环境
摘要go1.17.8 darwin/arm64
- slice特点
- slice初始化
- slice遍历
- slice数据结构
- slice追加和扩容
- slice拷贝
slice(切片)
1.slice特点
- 切变的长度是可变的
- 切片是对底层数组的引用
- 切片存储的元素类型是相同的
- 可以存储相同的元素(相比于set)
2.slice初始化
- 使用字面量
- 会初始化一个匿名的底层数组,然后将s指向该数组的第一个元素
s := []int{1,2,3}
- 基于已经存在的数组
- high表示上界:默认值为数组的长度
- low表示下界:默认值为0
- low和high限定切片能访问数组下标的范围,但不包括第high个元素:即左闭右开
// array[low:high]
a := [5]int{1,2,3,4,5}
// 以下两种表示方式是相同的
s := a[:] //s := a[0:len(a)]
- 基于已经存在的切片
- 与基于数组相似,但low和high限定新切片能访问老切片的下标范围
// slice[low:high]
s := []int{1,2,3,4,5}
s2 := s[1:]
- 使用make关键字
- 第一个参数:元素的类型
- 第二个参数:切片长度
- 第三个参数:切片的容量(可省略)
// slice := make([]T, len, cap)
s := make([]int, 4, 7)
s2 := make([]int, 7)
3. slice遍历
两种遍历方式
- 使用下标
s := []int{1,2,3}
for i:= 0 ; i < len(s); i++ {
fmt.Println(s[i])
}
- 使用range
s := []int{1,2,3}
for i,v := range s {
fmt.Println(i,v)
}
// 或者:可以身略i,i表示访问到第几个元素(从0开始)
for _,v := range s {
fmt.Println(i,v)
}
4. slice数据结构
运行时数据结构如下:
// SliceHeader is the runtime representation of a slice.

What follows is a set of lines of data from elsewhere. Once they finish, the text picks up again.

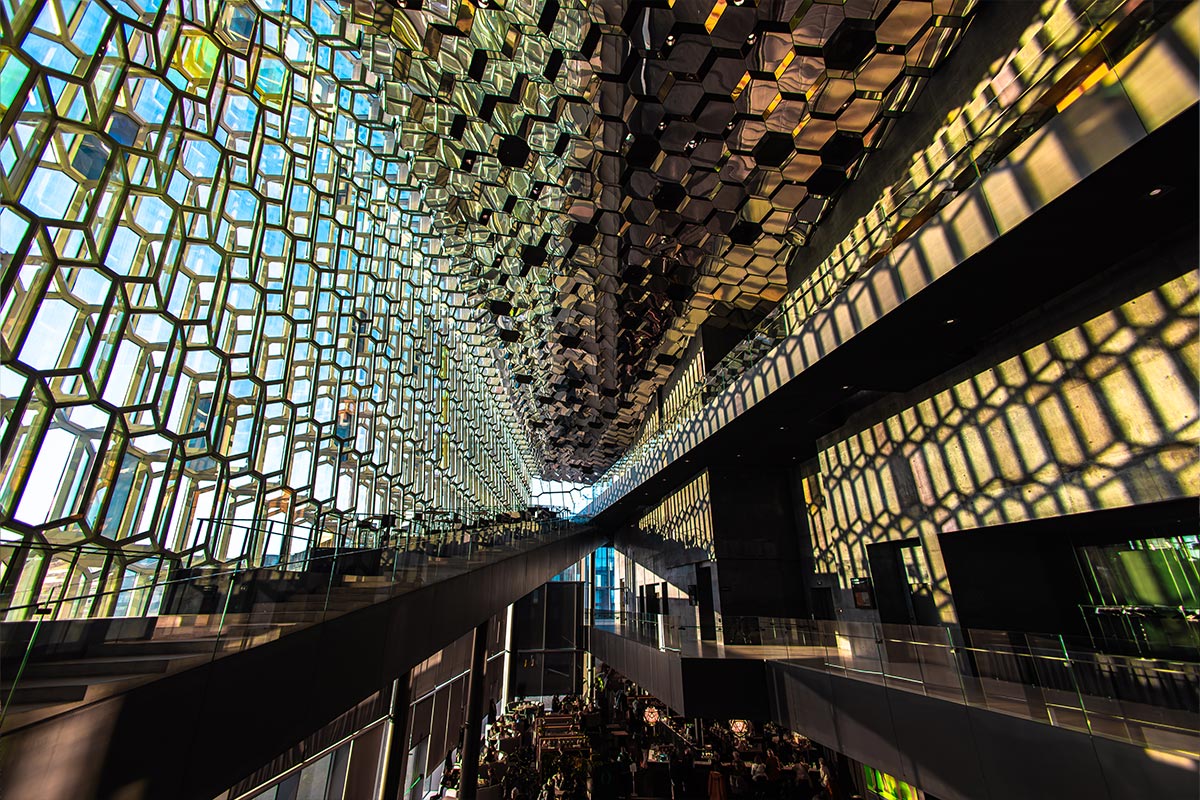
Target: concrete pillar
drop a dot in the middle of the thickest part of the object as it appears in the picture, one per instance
(395, 755)
(468, 782)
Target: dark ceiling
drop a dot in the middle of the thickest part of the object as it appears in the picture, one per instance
(609, 176)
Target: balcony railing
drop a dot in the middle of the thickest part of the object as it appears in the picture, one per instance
(1050, 679)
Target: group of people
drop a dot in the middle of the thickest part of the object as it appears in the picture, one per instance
(624, 756)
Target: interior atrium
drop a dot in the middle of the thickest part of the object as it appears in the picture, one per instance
(529, 400)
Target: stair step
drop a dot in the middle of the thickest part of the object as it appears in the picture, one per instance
(114, 666)
(162, 647)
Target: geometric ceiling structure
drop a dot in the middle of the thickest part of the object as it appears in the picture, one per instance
(606, 176)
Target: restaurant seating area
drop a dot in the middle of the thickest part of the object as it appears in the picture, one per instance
(618, 743)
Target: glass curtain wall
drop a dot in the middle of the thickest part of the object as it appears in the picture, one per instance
(223, 296)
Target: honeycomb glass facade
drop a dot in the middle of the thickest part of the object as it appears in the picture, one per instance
(225, 295)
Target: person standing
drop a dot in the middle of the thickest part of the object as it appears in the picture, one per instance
(717, 789)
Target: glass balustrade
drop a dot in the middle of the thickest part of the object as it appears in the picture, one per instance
(1051, 679)
(241, 585)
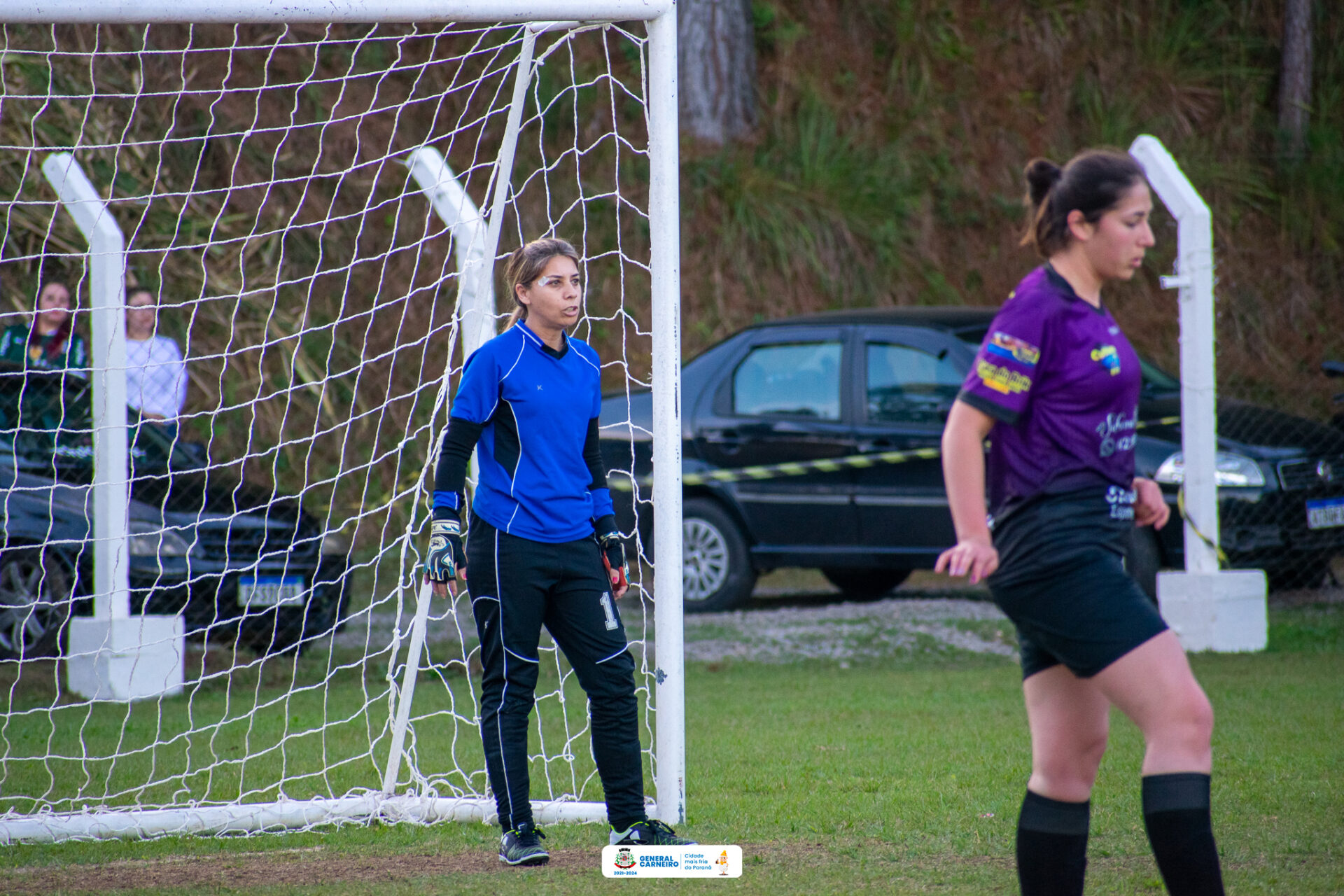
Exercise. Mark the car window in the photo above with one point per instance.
(910, 386)
(794, 379)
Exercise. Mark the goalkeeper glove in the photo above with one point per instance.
(445, 550)
(613, 552)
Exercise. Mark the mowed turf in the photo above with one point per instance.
(902, 777)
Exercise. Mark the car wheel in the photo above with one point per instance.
(35, 598)
(1304, 573)
(280, 629)
(864, 584)
(715, 566)
(1144, 559)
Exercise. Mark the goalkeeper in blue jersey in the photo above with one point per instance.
(542, 531)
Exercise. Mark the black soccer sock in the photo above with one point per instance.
(1053, 846)
(1176, 813)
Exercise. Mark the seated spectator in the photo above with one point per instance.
(49, 343)
(156, 375)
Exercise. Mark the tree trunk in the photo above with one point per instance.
(717, 69)
(1294, 86)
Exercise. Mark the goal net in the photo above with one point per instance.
(316, 213)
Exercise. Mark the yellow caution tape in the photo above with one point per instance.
(620, 481)
(1180, 507)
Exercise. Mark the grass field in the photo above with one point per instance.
(888, 777)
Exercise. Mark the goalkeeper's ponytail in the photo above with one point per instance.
(527, 262)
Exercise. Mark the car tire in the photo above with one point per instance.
(1304, 573)
(280, 629)
(35, 598)
(1144, 559)
(715, 564)
(864, 584)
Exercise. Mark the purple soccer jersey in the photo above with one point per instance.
(1062, 383)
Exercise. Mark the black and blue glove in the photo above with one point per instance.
(445, 548)
(613, 552)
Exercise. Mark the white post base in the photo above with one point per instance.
(130, 659)
(1222, 612)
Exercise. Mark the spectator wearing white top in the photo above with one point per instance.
(156, 375)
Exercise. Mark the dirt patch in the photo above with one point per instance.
(281, 868)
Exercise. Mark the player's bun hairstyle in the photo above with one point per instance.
(1093, 183)
(527, 262)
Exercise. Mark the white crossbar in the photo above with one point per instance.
(323, 11)
(249, 818)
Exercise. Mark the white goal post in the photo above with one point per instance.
(385, 755)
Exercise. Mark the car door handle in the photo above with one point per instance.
(727, 441)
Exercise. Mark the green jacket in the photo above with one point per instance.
(14, 348)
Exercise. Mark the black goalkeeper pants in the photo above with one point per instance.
(517, 587)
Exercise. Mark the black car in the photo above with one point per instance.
(238, 562)
(879, 381)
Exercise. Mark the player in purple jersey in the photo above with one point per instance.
(1056, 388)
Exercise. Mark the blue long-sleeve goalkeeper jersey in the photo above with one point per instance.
(536, 410)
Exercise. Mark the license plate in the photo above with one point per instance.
(270, 592)
(1324, 514)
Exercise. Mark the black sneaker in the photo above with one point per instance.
(523, 846)
(648, 833)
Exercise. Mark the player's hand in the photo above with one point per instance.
(1149, 505)
(613, 556)
(445, 559)
(974, 556)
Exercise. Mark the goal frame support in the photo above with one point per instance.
(664, 246)
(1209, 609)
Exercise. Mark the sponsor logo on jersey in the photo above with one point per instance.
(1108, 358)
(1006, 346)
(1002, 379)
(1117, 433)
(1121, 503)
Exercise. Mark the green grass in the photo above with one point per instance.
(894, 777)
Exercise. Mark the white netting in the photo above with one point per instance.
(260, 178)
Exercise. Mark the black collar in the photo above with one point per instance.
(1058, 281)
(556, 354)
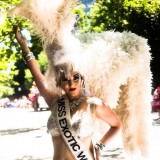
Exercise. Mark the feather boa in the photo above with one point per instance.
(116, 65)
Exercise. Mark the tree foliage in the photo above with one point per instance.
(139, 16)
(13, 72)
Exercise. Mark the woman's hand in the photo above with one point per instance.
(21, 40)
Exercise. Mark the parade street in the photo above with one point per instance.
(24, 136)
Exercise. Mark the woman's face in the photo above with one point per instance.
(72, 85)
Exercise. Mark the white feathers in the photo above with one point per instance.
(116, 65)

// It cannot be used safely or portably and its representation may
// change in a later release.
// Moreover, the Data field is not sufficient to guarantee the data
// it references will not be garbage collected, so programs must keep
// a separate, correctly typed pointer to the underlying data.
type SliceHeader struct {
Data uintptr
Len int
Cap int
}
- Data:指向切片可访问底层数组的第一个元素,可能不是底层数组的第一个元素(详见下图)
- Len:切片长度,表示切片可以被访问的元素个数
- Cap:切片容量,表示切片可以容纳最大的元素个数
5. 追加和扩容
语法
s1 := []int{1,2,3}
s2 := append(s1, []int{1,2,3,4}...)
思考
在64位机器上,s2的len和cap分别是多少?
预估扩容后切片容量大小
扩容规则:
- 如果期望容量大于当前容量的两倍,则新分配的容量等于期望容量。
- 如果期望容量小于当前容量的两倍:
- 如果当前容量小于1024,则新分配的容量等于当前容量的两倍
- 如果大于1024则每次增加1.25倍,直到大于期望容量为止。
func growslice(et *_type, old slice, cap int) slice {
...
newcap := old.cap
doublecap := newcap + newcap
if cap > doublecap {
newcap = cap
} else {
if old.cap < 1024 {
newcap = doublecap
} else {
// Check 0 < newcap to detect overflow
// and prevent an infinite loop.
for 0 < newcap && newcap < cap {
newcap += newcap / 4
}
// Set newcap to the requested cap when
// the newcap calculation overflowed.
if newcap <= 0 {
newcap = cap
}
}
}
...
}
总的来说,主要的目的是:在容量小于1024时防止小块内存的频繁分配和拷贝,通过每次增长至少两倍的方式,能够减少可能重新分配的次数;当容量大于1024时,这时如果只是单纯的还是以至少两倍的空间扩容,很可能会浪费额外的空间(也许某次扩容期望的容量只是稍大于当前容量)
匹配合适的内存块大小
所需内存 = 预估容量 * 元素类型大小
在slice扩容时,需要计算合适的内存大小用于分配,预估容量并不一定就是最终新slice的cap。Go的内存管理模块将内存的大小分为不同规格的span,总计68种。内存管理模块会找到最合适的span规格用于slice扩容时的内存分配。
解答:
s1 := []int{1,2,3}
s2 := append(s1, []int{1,2,3,4}...)
在64位机器中,int占8个字节,所以append之后len=7,预估有7 * 8 = 56字节的大小需要分配,对应上图最接近的符合条件的span等级是6,即64字节,所以新的slice的cap = 64 / 8
源码解析:
func growslice(et *_type, old slice, cap int) slice {
...
var overflow bool
var lenmem, newlenmem, capmem uintptr
// Specialize for common values of et.size.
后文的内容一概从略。